Last week, the media was awash with reports that the Kenyan Parliament was to debate regulations on Safaricom’s dominance. The regulations to be introduced in Parliament next week are according to the Ministry of ICT set to ensure that smaller players have room in the market. The clarion call for the regulation has been championed by Bharti Airtel, which is the second largest player in the Kenyan market. Safaricom controls 67.4 per cent of Kenya’s telecoms market, followed by Airtel Kenya has controls 22.6 per cent of the market while Orange has 10 per cent. Once effected, the Communication Authority of Kenya will have powers to declare any firm with more than 50% of the market as the dominant player. In addition, the CA will have the mandate to control Safaricom’s tariff prices.
“We entered the market at a fair level with Airtel, we did not have a head start, but we earned our position. Punishing us for being the best player is unfair,” Bob Collymore
Through its CEO Bob Collymore, Safaricom said it had rightfully earned its position in the market through innovation and continued investment in network infrastructure.
Mpesa agency network opening has had no effect so far
Collymore also hit out at the Airtel for perennially seeking government interventions as it seeks to breakeven in the market instead of innovating. “They initially sort mobile number portability, it failed to have the desired effect. They then sort mobile termination rates which, led to a bitter price war ultimately forcing one player to shut down operations. They asked for the opening up of our M-pesa agency network to other players, still no effect”, he added.
Mr Collymore also hit out at the rivals for seeking to profit in the local market while not making any investments. He highlighted Airtel’s outsourcing of customer care operations instead of creating local jobs as well as slowness in response to consumer needs. ” The competition is trying to distort a free market, while in fact, they should be taking advantage of it” he added.

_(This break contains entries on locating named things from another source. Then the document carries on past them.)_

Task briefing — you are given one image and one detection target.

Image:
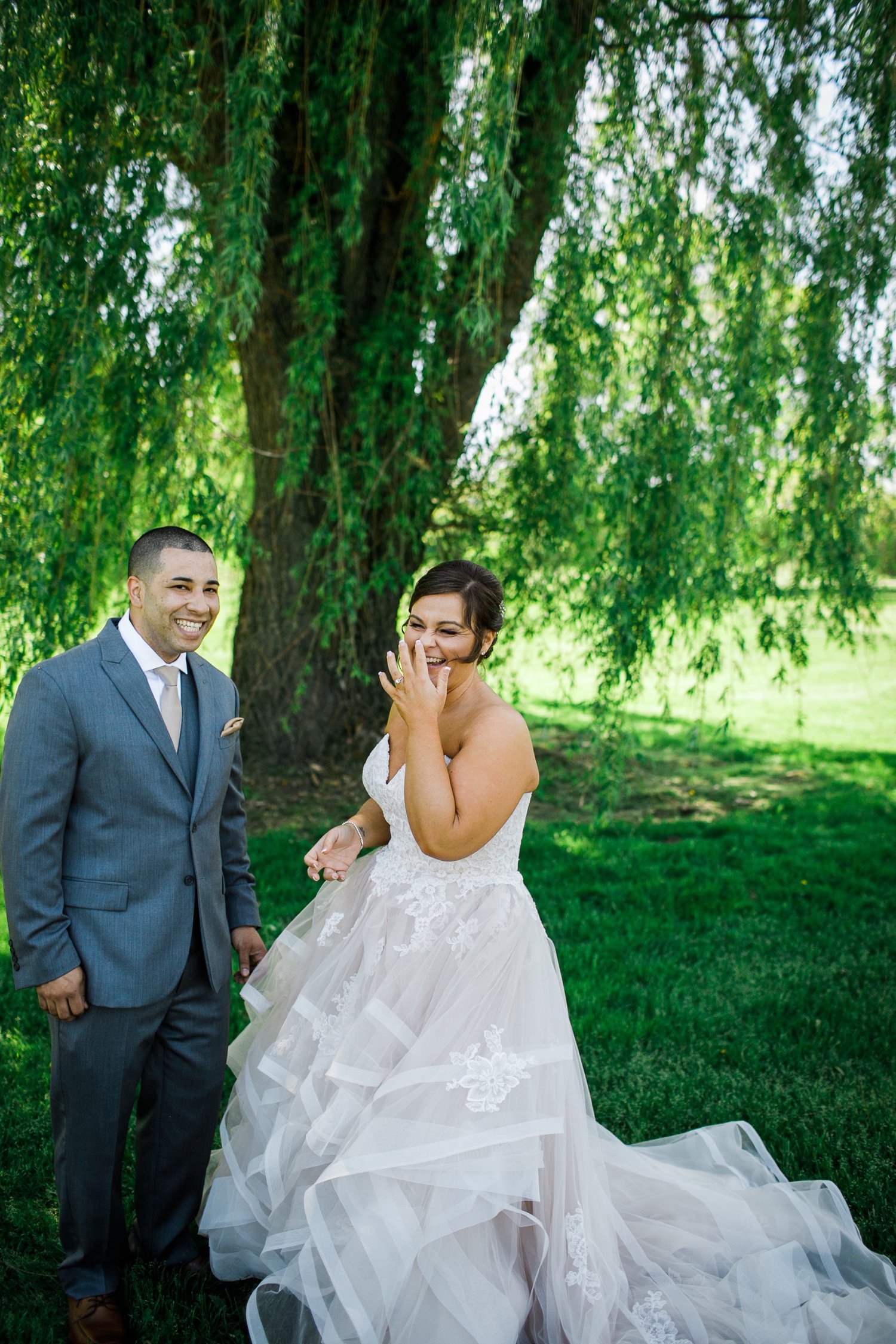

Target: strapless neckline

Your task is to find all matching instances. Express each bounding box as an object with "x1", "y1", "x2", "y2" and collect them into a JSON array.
[{"x1": 382, "y1": 732, "x2": 454, "y2": 786}]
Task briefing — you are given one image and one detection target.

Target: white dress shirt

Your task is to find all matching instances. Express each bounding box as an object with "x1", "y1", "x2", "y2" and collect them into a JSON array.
[{"x1": 118, "y1": 612, "x2": 189, "y2": 713}]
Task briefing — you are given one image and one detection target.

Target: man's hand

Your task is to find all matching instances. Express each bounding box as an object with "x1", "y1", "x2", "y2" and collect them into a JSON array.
[
  {"x1": 230, "y1": 925, "x2": 268, "y2": 985},
  {"x1": 38, "y1": 968, "x2": 87, "y2": 1021}
]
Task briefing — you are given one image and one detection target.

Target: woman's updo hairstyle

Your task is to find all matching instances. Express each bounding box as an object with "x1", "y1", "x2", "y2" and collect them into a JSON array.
[{"x1": 411, "y1": 560, "x2": 504, "y2": 662}]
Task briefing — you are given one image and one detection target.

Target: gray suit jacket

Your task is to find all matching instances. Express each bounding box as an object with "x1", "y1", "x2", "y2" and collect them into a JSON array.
[{"x1": 0, "y1": 621, "x2": 259, "y2": 1008}]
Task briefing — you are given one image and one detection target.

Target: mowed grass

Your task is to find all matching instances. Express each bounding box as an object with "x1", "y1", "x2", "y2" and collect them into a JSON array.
[{"x1": 0, "y1": 658, "x2": 896, "y2": 1344}]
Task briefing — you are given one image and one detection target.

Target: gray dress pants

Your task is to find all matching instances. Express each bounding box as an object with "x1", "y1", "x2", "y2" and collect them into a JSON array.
[{"x1": 50, "y1": 929, "x2": 230, "y2": 1297}]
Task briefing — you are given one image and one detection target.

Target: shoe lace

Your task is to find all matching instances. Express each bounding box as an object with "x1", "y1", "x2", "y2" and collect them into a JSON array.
[{"x1": 83, "y1": 1293, "x2": 118, "y2": 1316}]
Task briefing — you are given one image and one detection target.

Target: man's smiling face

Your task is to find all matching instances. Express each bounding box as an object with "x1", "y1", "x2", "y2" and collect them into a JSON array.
[{"x1": 128, "y1": 547, "x2": 219, "y2": 662}]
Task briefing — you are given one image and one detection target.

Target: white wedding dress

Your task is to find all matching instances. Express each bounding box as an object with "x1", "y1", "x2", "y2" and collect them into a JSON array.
[{"x1": 200, "y1": 737, "x2": 896, "y2": 1344}]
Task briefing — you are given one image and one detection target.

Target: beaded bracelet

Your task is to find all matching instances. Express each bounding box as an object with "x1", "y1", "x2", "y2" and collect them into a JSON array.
[{"x1": 342, "y1": 820, "x2": 364, "y2": 849}]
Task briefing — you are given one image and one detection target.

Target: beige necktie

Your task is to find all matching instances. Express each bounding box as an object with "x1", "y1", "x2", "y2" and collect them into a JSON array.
[{"x1": 153, "y1": 665, "x2": 180, "y2": 751}]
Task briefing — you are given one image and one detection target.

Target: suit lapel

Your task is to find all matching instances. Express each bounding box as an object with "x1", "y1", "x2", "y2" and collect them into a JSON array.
[
  {"x1": 187, "y1": 653, "x2": 217, "y2": 816},
  {"x1": 97, "y1": 621, "x2": 189, "y2": 793}
]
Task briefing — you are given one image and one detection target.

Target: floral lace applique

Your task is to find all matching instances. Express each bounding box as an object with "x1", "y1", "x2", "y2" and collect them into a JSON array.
[
  {"x1": 312, "y1": 972, "x2": 357, "y2": 1055},
  {"x1": 447, "y1": 915, "x2": 480, "y2": 961},
  {"x1": 395, "y1": 885, "x2": 454, "y2": 957},
  {"x1": 364, "y1": 737, "x2": 530, "y2": 914},
  {"x1": 563, "y1": 1204, "x2": 603, "y2": 1302},
  {"x1": 317, "y1": 910, "x2": 345, "y2": 947},
  {"x1": 446, "y1": 1026, "x2": 535, "y2": 1112},
  {"x1": 631, "y1": 1293, "x2": 691, "y2": 1344}
]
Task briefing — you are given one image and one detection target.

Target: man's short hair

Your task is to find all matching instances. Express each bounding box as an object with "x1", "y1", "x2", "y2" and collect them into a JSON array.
[{"x1": 128, "y1": 527, "x2": 214, "y2": 579}]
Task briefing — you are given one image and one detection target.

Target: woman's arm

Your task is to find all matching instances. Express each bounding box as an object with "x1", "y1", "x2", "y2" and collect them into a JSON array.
[
  {"x1": 382, "y1": 643, "x2": 538, "y2": 859},
  {"x1": 303, "y1": 799, "x2": 391, "y2": 882}
]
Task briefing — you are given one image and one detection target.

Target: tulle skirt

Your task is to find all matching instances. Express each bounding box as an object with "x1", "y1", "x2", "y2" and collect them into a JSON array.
[{"x1": 200, "y1": 851, "x2": 896, "y2": 1344}]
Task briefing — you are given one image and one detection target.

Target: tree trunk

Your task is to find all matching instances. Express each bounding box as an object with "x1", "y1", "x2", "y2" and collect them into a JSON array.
[{"x1": 234, "y1": 0, "x2": 594, "y2": 766}]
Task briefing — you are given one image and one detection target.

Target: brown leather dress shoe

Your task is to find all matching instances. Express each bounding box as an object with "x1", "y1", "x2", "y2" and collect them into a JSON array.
[{"x1": 66, "y1": 1293, "x2": 128, "y2": 1344}]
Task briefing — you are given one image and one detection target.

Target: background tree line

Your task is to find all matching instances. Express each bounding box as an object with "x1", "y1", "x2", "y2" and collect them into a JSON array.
[{"x1": 0, "y1": 0, "x2": 896, "y2": 762}]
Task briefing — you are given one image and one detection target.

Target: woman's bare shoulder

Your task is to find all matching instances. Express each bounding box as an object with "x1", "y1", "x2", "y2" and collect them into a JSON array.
[{"x1": 461, "y1": 692, "x2": 539, "y2": 789}]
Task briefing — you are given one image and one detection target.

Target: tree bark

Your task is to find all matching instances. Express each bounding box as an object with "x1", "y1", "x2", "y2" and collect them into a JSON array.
[{"x1": 234, "y1": 0, "x2": 594, "y2": 768}]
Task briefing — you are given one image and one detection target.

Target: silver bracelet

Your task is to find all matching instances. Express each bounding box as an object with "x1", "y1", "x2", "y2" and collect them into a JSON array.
[{"x1": 342, "y1": 820, "x2": 364, "y2": 849}]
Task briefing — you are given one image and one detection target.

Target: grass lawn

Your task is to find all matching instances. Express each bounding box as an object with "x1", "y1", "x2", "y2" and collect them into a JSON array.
[{"x1": 0, "y1": 631, "x2": 896, "y2": 1344}]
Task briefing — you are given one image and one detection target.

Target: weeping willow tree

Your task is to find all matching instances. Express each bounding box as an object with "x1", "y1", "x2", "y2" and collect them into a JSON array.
[{"x1": 0, "y1": 0, "x2": 896, "y2": 761}]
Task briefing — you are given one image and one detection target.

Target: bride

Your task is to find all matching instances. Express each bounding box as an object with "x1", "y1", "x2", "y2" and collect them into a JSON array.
[{"x1": 200, "y1": 560, "x2": 896, "y2": 1344}]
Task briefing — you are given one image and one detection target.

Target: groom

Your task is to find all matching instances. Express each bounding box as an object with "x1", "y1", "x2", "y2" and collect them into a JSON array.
[{"x1": 0, "y1": 527, "x2": 265, "y2": 1344}]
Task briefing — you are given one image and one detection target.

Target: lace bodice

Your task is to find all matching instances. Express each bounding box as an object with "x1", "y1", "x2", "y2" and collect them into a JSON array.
[{"x1": 364, "y1": 734, "x2": 532, "y2": 891}]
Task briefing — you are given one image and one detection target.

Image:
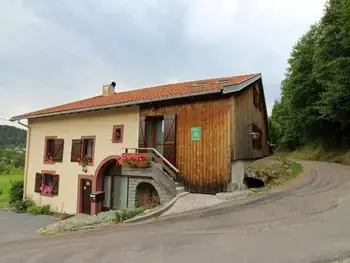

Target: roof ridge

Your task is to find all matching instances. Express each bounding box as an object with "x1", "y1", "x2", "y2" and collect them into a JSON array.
[{"x1": 11, "y1": 73, "x2": 261, "y2": 120}]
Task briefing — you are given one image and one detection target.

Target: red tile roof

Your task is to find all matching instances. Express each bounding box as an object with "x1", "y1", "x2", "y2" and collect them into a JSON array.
[{"x1": 12, "y1": 74, "x2": 257, "y2": 119}]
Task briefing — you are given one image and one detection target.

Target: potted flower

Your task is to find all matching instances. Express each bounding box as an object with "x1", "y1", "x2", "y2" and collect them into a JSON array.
[
  {"x1": 40, "y1": 184, "x2": 52, "y2": 195},
  {"x1": 116, "y1": 153, "x2": 150, "y2": 168},
  {"x1": 112, "y1": 130, "x2": 122, "y2": 141},
  {"x1": 77, "y1": 155, "x2": 92, "y2": 173},
  {"x1": 44, "y1": 153, "x2": 52, "y2": 162}
]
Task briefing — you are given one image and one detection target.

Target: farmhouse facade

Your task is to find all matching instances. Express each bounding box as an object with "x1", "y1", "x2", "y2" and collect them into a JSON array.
[{"x1": 12, "y1": 74, "x2": 270, "y2": 214}]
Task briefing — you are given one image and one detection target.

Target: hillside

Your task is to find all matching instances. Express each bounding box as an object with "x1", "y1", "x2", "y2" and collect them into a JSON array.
[
  {"x1": 0, "y1": 125, "x2": 27, "y2": 149},
  {"x1": 269, "y1": 0, "x2": 350, "y2": 164}
]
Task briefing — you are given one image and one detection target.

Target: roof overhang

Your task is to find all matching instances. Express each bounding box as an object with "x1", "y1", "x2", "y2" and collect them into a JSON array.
[{"x1": 10, "y1": 74, "x2": 261, "y2": 121}]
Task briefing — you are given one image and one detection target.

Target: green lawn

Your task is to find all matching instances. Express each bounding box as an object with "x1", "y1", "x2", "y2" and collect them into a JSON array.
[{"x1": 0, "y1": 171, "x2": 23, "y2": 208}]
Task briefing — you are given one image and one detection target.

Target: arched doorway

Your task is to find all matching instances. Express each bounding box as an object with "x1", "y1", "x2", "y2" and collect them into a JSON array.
[
  {"x1": 135, "y1": 182, "x2": 160, "y2": 209},
  {"x1": 95, "y1": 156, "x2": 128, "y2": 211}
]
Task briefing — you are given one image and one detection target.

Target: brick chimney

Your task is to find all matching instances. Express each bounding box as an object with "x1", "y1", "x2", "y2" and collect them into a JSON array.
[{"x1": 102, "y1": 81, "x2": 115, "y2": 96}]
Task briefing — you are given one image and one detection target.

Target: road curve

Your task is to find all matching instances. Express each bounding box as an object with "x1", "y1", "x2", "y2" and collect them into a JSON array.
[{"x1": 0, "y1": 162, "x2": 350, "y2": 263}]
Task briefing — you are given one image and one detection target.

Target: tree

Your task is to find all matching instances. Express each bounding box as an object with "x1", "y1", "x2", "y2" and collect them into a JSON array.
[{"x1": 270, "y1": 0, "x2": 350, "y2": 149}]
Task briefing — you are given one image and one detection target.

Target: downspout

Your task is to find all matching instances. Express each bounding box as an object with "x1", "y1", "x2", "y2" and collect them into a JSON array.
[{"x1": 12, "y1": 120, "x2": 31, "y2": 199}]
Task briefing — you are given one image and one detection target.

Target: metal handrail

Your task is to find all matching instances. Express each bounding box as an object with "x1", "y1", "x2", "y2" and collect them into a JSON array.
[{"x1": 122, "y1": 148, "x2": 180, "y2": 173}]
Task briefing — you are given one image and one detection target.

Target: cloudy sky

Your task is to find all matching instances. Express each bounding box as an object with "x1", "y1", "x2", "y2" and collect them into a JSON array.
[{"x1": 0, "y1": 0, "x2": 325, "y2": 128}]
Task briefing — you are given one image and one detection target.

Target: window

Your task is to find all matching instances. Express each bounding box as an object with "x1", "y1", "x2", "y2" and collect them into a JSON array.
[
  {"x1": 253, "y1": 86, "x2": 263, "y2": 111},
  {"x1": 43, "y1": 174, "x2": 53, "y2": 187},
  {"x1": 71, "y1": 136, "x2": 96, "y2": 165},
  {"x1": 112, "y1": 125, "x2": 124, "y2": 143},
  {"x1": 251, "y1": 124, "x2": 262, "y2": 149},
  {"x1": 34, "y1": 171, "x2": 60, "y2": 196},
  {"x1": 44, "y1": 136, "x2": 64, "y2": 164}
]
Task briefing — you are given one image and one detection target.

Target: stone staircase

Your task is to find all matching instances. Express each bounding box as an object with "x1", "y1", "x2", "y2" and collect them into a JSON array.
[{"x1": 124, "y1": 148, "x2": 185, "y2": 197}]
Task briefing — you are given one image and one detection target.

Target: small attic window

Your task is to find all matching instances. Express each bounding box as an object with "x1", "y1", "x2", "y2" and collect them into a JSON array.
[
  {"x1": 216, "y1": 79, "x2": 228, "y2": 84},
  {"x1": 191, "y1": 82, "x2": 207, "y2": 87}
]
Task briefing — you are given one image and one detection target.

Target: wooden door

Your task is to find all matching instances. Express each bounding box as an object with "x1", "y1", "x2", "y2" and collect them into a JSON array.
[
  {"x1": 81, "y1": 179, "x2": 91, "y2": 215},
  {"x1": 163, "y1": 115, "x2": 176, "y2": 166}
]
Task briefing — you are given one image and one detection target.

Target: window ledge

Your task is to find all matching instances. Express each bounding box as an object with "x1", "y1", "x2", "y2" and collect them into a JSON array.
[
  {"x1": 79, "y1": 162, "x2": 94, "y2": 166},
  {"x1": 40, "y1": 193, "x2": 54, "y2": 197}
]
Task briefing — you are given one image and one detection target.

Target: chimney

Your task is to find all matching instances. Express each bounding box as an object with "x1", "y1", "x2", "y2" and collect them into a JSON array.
[{"x1": 102, "y1": 81, "x2": 115, "y2": 96}]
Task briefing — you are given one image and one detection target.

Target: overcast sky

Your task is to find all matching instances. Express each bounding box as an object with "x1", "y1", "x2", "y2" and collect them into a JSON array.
[{"x1": 0, "y1": 0, "x2": 325, "y2": 128}]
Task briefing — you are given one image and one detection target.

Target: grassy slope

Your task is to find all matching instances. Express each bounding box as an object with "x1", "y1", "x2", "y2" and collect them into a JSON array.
[
  {"x1": 279, "y1": 146, "x2": 350, "y2": 165},
  {"x1": 249, "y1": 155, "x2": 303, "y2": 193},
  {"x1": 0, "y1": 170, "x2": 23, "y2": 207}
]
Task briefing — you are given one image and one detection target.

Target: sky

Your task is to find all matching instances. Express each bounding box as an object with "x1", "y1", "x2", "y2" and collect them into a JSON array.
[{"x1": 0, "y1": 0, "x2": 325, "y2": 128}]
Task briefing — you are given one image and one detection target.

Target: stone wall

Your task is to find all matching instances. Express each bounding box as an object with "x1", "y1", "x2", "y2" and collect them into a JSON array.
[{"x1": 128, "y1": 177, "x2": 174, "y2": 208}]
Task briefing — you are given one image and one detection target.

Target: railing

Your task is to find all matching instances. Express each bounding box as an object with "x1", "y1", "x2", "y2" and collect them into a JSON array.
[{"x1": 123, "y1": 148, "x2": 180, "y2": 180}]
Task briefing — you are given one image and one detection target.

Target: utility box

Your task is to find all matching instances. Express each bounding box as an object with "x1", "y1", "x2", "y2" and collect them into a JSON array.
[{"x1": 90, "y1": 191, "x2": 105, "y2": 203}]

Safaricom also insists the CA’s quest to control its tariffs goes against the ICT policy which removes any price controls.
The firm was also quick to highlight its achievements in the local market such as being the largest tax payer to the government. The company also highlighted its deep insight and knowledge of the market has propelled it to the top position, besides being a local company. The company has also invested Kshs. 1.8 Billion in communities through corporate social responsibility projects. Global best practices demand a review of an industry to determine if there are high barriers of entry, if the dominant position is expected to persist indefinitely and whether the dominant player is abusing the power that comes with the position.